E’ con questa coscienza che i comunisti anarchici si sono impegnati nel referendum sull’estensione dell’art.18. Si trattava di una battaglia che cercava di sfruttare il limite abrogativo del meccanismo referendario per by-passare il parlamento e spalancare l’accesso all’art.18 ad altri 6 milioni di lavoratori. Avrebbe creato non pochi problemi al Patto per l’Italia ed a quanto esso prevede per sospendere gli effetti dell’art.18 in aziende che  in futuro superino i 15 dipendenti. Purtroppo  la nostra FdCA è stata l’unica federazione anarchica ad impegnarsi chiaramente in questa battaglia e ad entrare nei comitati per il SI’, mentre altrove si restava imprigionati nella trappola dell’astensionismo militante in imbarazzante compagnia, riproponendo quella politica confusionaria che oggi li ha collocati sul piano della Confindustria e del governo.

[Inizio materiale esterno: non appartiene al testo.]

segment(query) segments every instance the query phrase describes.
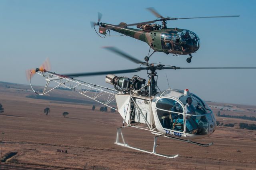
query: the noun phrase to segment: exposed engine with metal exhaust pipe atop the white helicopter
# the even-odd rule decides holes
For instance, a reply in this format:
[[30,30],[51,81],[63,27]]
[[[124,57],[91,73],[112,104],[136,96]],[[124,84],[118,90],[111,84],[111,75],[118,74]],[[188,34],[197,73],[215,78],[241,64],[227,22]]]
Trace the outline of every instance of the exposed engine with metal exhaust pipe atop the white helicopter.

E la risposta di questi ultimi 2 insieme a grande parte dell’Ulivo è stata proprio dura: i ricatti nelle piccole aziende, lo spauracchio della crisi occupazionale, l’inciucio dell’astensionismo, la disinformazione dei media. Non hanno vinto, ma hanno impedito che vincesse il SI’. La posta in gioco era altissima: non potendo misurarsi usando il NO hanno puntato sul mancato quorum per fermare una diffusione del sindacato nelle piccole aziende, per avocare al parlamento e solo al parlamento la potestà di regolare il lavoro.

Non hanno vinto, ma hanno impedito che ci fossero mutamenti nei rapporti di forza attualmente a loro favorevoli.

E se 3 milioni in piazza a Roma il 23 marzo 2002 ci sono sembrati una grande dimostrazione di opposizione sociale al governo e di sfida al centro-sinistra, cosa dovremmo oggi concludere sugli 11 milioni che hanno votato SI’?  Vittime di un gioco politico perfido ed ormai vecchio di 1 anno tra Bertinotti e Cofferati? Vittime dello Stato e dei meccanismi istituzionali del referendum? Oppure la dimostrazione oggi dell’esistenza di vasti settori di popolazione disposta ad esprimere la sua opposizione alle politiche del governo e pronta anche ad andare oltre le ambiguità di certi sindacati e di certi partiti del centro-sinistra? Quegli 11 milioni sono l’espressione di una inutilità, oppure sono un segnale di diffusa consapevolezza dello scontro in atto?  Ora che il referendum è passato si torna alle posizioni del 23 marzo 2002: il ddl 848bis che modifica l’art.18 è ancora lì pronto in parlamento. Dopo 1 anno –oggi lo sappiamo- siamo 8 milioni in più. Non ci hanno fatto vincere, ma siamo confortati nel proseguire il nostro lavoro nei movimenti, nei sindacati, nelle lotte di quartiere perché cresca l’opposizione sociale, l’autogestione delle lotte, la voglia di alternativa…libertaria.